Optimization of a Molecularly Imprinted Polymer Synthesis for a Rapid Detection of Caffeic Acid in Wine

Abstract

Molecular imprinting is an efficient strategy to make the detection of compounds more specific and more selective. This targeted analytical strategy using molecularly imprinted polymer (MIP) synthesis needs to obtain the optimized conditions. A selective molecularly imprinted polymer was prepared for caffeic acid (CA) detection after varying the following synthesis parameters: functional monomer type (N-phenylacrylamide, N-PAA or methacrylic acid, MAA), solvent type (acetonitrile/methanol or acetonitrile/toluene), and the polymerization method (UV or thermal initiation). The optimal polymer was obtained using MAA as a functional monomer, acetonitrile/methanol as solvent, and UV polymerization. Morphological characterizations were done for the optimal CA-MIP using mid-infrared spectroscopy, scanning electron microscopy, and nitrogen adsorption.

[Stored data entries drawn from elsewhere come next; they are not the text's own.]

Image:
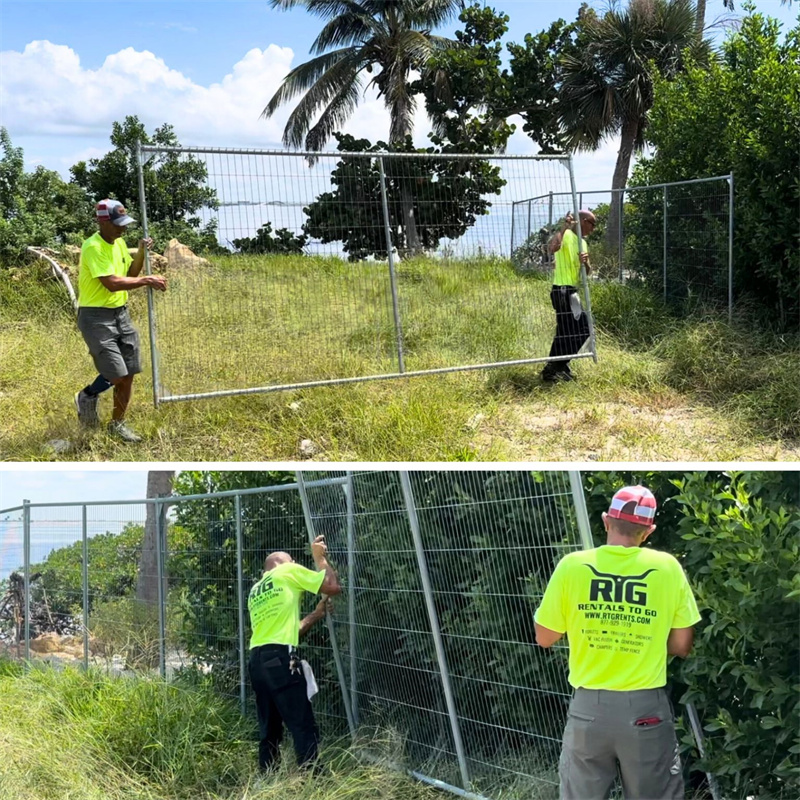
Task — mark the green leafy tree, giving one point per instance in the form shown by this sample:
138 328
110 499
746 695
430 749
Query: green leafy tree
608 85
393 37
36 208
175 185
738 538
750 97
448 196
113 566
470 95
265 241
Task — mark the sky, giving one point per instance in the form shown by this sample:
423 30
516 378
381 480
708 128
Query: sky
69 69
58 527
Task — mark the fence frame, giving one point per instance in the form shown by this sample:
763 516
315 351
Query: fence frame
145 152
620 193
160 505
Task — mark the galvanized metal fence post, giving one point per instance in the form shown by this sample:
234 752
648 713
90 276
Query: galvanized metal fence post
581 512
433 617
151 317
584 279
160 552
730 248
337 658
513 221
665 244
26 556
85 585
351 591
620 232
237 506
387 228
697 731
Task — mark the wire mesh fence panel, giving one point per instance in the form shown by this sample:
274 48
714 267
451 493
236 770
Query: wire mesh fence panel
698 240
491 541
122 599
12 584
538 219
675 238
337 267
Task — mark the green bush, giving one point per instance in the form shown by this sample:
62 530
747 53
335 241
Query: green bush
737 536
749 96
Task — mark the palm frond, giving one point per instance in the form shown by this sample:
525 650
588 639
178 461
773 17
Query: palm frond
335 115
304 76
433 13
330 85
346 29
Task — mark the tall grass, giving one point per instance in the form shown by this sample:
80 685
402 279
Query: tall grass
70 735
663 388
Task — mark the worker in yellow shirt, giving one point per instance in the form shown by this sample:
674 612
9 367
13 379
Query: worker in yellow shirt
280 679
105 276
572 324
624 609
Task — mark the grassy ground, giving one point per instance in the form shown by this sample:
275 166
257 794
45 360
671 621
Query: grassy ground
662 389
69 735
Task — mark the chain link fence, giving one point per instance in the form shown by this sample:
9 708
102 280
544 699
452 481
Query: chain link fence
676 238
323 268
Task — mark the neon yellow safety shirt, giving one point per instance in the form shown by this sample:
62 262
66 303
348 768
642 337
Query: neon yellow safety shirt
617 605
98 259
568 265
274 603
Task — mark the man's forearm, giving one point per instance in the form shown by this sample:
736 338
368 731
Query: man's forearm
137 263
119 283
330 572
307 623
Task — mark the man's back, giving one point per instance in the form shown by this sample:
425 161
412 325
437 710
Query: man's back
617 605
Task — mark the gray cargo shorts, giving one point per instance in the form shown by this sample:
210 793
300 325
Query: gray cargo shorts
112 340
601 730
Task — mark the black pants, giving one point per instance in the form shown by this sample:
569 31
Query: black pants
281 698
571 333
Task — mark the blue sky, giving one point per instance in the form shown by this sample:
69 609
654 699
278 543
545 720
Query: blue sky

The optimal polymer showed good specificity and selectivity in the presence of interferents (antioxidants having a chemical structure close to CA) in a hydroalcoholic solution. The electrochemical detection of CA was performed by cyclic voltammetry (CV) after the interaction between CA and the optimal MIP in a wine sample. The linear range of the developed method was between 0 and 1.11 mM, the limit of detection (LOD) was 0.13 mM, and the limit of quantification (LOQ) was 0.32 mM. HPLC-UV was used to validate the newly developed method. Recovery values were between 104% and 111%.